“What if perpetual credit expansion and its fertilization of asset prices and returns are substantially altered?” asked Bill Gross, founder, managing director, and co-chief investment officer at PIMCO, in an Investment Outlook letter published on Wednesday. “What if zero-bound interest rates define the end of a total return epoch that began in the 1970s, accelerated in 1981 and has come to a mathematical dead-end for bonds in 2012/2013 and commonsensically for other conjoined asset classes as well?”
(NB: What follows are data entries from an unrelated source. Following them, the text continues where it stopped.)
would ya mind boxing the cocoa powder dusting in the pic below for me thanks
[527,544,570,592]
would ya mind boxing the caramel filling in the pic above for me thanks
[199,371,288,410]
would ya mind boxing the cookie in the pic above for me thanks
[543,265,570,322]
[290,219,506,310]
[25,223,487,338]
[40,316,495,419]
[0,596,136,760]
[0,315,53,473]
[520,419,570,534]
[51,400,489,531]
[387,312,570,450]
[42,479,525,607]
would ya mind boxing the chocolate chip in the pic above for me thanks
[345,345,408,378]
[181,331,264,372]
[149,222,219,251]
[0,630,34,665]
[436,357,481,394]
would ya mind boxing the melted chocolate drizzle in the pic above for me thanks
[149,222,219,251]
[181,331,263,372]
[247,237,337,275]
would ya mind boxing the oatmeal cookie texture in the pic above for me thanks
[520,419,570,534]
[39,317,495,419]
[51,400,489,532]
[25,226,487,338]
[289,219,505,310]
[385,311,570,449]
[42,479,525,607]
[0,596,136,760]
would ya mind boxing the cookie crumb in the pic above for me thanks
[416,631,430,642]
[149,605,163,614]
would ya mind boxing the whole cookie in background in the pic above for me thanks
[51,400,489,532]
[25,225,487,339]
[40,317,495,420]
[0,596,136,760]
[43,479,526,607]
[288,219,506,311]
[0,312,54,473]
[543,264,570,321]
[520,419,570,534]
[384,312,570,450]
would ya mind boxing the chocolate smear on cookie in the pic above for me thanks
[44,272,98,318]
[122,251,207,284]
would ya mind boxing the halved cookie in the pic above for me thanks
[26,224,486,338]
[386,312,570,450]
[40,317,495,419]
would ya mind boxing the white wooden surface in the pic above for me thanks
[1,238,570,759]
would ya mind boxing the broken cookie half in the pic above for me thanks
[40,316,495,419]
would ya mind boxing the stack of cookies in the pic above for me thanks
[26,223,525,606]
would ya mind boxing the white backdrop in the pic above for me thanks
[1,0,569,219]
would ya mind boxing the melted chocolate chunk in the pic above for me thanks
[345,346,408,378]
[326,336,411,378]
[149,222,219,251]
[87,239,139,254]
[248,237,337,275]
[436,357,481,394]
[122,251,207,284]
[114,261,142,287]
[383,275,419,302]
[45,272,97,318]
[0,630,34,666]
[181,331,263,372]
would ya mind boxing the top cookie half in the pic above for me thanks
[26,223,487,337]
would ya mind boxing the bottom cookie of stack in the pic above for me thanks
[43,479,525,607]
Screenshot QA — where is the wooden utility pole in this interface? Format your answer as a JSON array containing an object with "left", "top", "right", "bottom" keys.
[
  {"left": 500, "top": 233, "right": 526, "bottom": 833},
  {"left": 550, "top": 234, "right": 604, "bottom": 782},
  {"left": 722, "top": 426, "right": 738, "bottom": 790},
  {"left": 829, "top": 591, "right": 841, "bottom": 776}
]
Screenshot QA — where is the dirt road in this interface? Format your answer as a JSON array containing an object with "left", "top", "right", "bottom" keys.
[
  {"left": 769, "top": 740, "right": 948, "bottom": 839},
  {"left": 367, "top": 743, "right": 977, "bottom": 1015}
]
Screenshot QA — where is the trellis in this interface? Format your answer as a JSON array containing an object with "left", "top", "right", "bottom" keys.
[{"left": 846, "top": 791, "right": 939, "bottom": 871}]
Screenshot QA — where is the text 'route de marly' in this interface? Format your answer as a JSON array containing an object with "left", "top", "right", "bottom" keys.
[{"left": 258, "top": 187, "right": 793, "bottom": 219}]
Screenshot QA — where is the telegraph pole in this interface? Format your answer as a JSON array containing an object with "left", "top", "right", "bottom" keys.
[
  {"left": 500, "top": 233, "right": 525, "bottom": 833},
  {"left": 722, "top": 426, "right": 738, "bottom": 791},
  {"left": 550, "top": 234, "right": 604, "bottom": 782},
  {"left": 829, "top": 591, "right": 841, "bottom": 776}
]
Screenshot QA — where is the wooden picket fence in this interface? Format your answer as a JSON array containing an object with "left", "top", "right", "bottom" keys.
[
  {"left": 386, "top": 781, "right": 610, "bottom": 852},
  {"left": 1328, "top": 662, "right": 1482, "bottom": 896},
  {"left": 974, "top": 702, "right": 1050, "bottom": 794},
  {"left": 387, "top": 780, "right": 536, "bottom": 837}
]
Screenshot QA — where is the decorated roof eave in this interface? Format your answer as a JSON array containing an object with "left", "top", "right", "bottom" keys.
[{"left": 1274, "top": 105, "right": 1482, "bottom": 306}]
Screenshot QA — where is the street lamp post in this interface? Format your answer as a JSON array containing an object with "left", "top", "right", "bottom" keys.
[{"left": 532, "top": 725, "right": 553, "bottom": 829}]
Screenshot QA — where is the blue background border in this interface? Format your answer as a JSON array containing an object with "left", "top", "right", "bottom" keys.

The letter waxes philosophically over the definition of a great investor. There’s no denying that Gross, with as much as $1.9 trillion under management, is one of the most iconic and successful investors on the planet today. He includes himself in a pantheon of “old guys like Buffett, Soros, [and] Fuss” who — in the eyes of the public — represent investment’s highest echelon.
But is he a great investor? Gross begins the letter by asking this question, and immediately answers: “No, not yet.” The reason? To sum it up: Gross believes that the epoch, as he calls it, defines who is a great investor, not the other way around.
“Ex-Fidelity mutual fund manager Peter Lynch was certainly brilliant in one respect: he knew to get out when the gettin’ was good. How his ‘buy what you know best’ philosophy would have survived the dot-coms or the Lehman/subprime bust is another question,” writes Gross. He suggests that adapting to a new epoch “would be a test of greatness.”
Getting back to the “what if” question, Gross speculates that in the wake of aggressive monetary policy, championed by the U.S. Federal Reserve, a new epoch in the history of investment is beginning, and as a result the old pros my find themselves without a winning strategy.
“What if quantitative easing policies eventually collapse instead of elevate asset prices?” he asks. What made sense over the years of credit expansion may not work in the years ahead, rendering the strategies of today’s greatest investors at some point obsolete.
Gross’s letter is refreshing because it blatantly challenges the metrics that those in the money management business use to evaluate themselves. The title of the letter — A Man In The Mirror — refers to the idea that “when looking in the mirror, the average human sees a six-plus or a seven reflection on a scale of one to ten.” That is, the reflection does not reflect reality.
Gross goes on to suggest that the natural solution to this problem is to rely on more objective, quantitative metrics, such as “total return and alpha histories that purport to show how much better an individual or a firm has been than the competition, or if not, what an excellent return relative to inflation, or if not, what a generous amount of wealth creation over and above cash.”
However, he argues that these metrics tend to yield deceptively positive conclusions about those who use them. The net effect makes them almost as meaningless as the self reflection metric. The right numbers in the right light can make anyone look good.
“My point is this,” Gross writes. “PIMCO’s epoch, Berkshire Hathaway’s epoch, Peter Lynch’s epoch, all occurred or have occurred within an epoch of credit expansion.” The question left on the table is, how will investors change with the times?